My father passed away almost 5 years ago, and my mom is selling the family house.
Everyone has memories of the homestead, so I'm not unique. But, because my dad is gone now, they strike even harder. That house is something tangible, made of his sweat and blood, and that's all that's left.
I can recall being an awestruck 7-year-old watching him build the rock walls around the house, cigarettes rolled up in his sleeve, swinging a sledgehammer like it was as light as a feather. I would hand him stones the size of baseballs, while he hurled mammoth boulders that I knew no other man on earth could have even carried.
I watched him landscape every inch of the yard, build a deck, cut trees ... it was those moments that I learned to aspire to something. I was just the fat kid at school that people would pick on, but someday I would be a man, like that, and I knew I would make good.
My dad was only 22 or 23 when I was born. The man gave his entire youth to create something for his family, from the time he was 19 until he died at 54.
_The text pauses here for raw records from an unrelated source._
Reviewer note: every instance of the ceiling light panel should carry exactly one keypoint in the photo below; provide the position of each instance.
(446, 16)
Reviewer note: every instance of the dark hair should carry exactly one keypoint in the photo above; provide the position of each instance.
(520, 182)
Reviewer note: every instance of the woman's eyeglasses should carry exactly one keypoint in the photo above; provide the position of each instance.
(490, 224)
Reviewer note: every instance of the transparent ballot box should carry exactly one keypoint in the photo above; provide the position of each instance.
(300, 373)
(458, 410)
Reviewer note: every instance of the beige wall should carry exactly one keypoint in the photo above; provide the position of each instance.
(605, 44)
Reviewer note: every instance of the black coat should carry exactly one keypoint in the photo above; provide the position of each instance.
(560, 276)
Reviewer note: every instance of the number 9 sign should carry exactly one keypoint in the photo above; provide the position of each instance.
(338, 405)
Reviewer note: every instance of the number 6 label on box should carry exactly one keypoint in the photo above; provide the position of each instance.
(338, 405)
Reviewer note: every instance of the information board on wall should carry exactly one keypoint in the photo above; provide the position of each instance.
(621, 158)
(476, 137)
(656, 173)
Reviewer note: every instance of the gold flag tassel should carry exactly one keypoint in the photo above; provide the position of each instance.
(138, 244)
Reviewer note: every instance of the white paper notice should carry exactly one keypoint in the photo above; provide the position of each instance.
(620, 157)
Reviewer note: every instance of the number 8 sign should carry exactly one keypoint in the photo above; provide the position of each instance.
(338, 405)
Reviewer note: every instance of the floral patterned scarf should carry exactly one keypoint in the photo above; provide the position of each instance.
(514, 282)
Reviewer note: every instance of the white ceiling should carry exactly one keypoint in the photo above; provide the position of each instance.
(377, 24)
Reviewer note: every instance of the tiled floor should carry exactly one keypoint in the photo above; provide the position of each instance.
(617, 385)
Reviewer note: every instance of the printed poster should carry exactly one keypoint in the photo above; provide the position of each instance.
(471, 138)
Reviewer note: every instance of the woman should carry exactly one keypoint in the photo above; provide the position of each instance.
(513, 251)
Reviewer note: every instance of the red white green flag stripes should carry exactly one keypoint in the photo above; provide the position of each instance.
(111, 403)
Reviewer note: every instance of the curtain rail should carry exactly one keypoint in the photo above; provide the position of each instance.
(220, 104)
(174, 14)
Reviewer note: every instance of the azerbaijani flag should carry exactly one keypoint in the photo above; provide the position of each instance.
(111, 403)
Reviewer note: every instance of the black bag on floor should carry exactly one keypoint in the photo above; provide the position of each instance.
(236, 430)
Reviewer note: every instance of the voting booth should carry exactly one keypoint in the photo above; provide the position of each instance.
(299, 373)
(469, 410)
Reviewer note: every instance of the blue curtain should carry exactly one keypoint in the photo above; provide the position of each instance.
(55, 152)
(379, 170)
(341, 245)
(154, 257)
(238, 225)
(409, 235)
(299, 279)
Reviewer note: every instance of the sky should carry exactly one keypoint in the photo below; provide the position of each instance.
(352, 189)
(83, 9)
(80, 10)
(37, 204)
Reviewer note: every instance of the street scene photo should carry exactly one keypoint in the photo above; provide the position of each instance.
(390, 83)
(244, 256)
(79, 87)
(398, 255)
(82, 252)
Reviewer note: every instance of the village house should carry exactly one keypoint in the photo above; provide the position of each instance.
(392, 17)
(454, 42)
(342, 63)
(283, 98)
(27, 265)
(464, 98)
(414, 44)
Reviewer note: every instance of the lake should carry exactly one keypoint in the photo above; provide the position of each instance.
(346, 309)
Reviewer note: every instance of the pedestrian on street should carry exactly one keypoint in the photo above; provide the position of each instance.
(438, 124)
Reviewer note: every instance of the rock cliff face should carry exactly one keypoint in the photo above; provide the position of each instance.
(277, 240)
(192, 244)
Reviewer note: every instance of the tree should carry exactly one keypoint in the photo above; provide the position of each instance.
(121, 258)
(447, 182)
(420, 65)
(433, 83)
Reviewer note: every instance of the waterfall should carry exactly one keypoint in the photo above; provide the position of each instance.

I sometimes think about where he was in life when he was my age, and it shames me. Not just because I have no house or children at 36, but because of why, because of the selfishness and foolishness and flat-out cowardice that has left me so far behind.
That house would be -- should be -- my redemption, a way to maintain and add to what he began, to show him, wherever he may be, that I can carry those stones now.
And all that only adds to my bitterness, because the market is much different than in 1974, and the lot in Ansonia that he built that house on is worth a hundred times more now, way out of my reach.
And I think that's just wrong.
You know, this post originally started as my recollection of all the pets I had buried in woods at the edge of the back yard, and how I would feel weird not having them be part of the family anymore ... but now I realize, there's a whole lot more in that soil.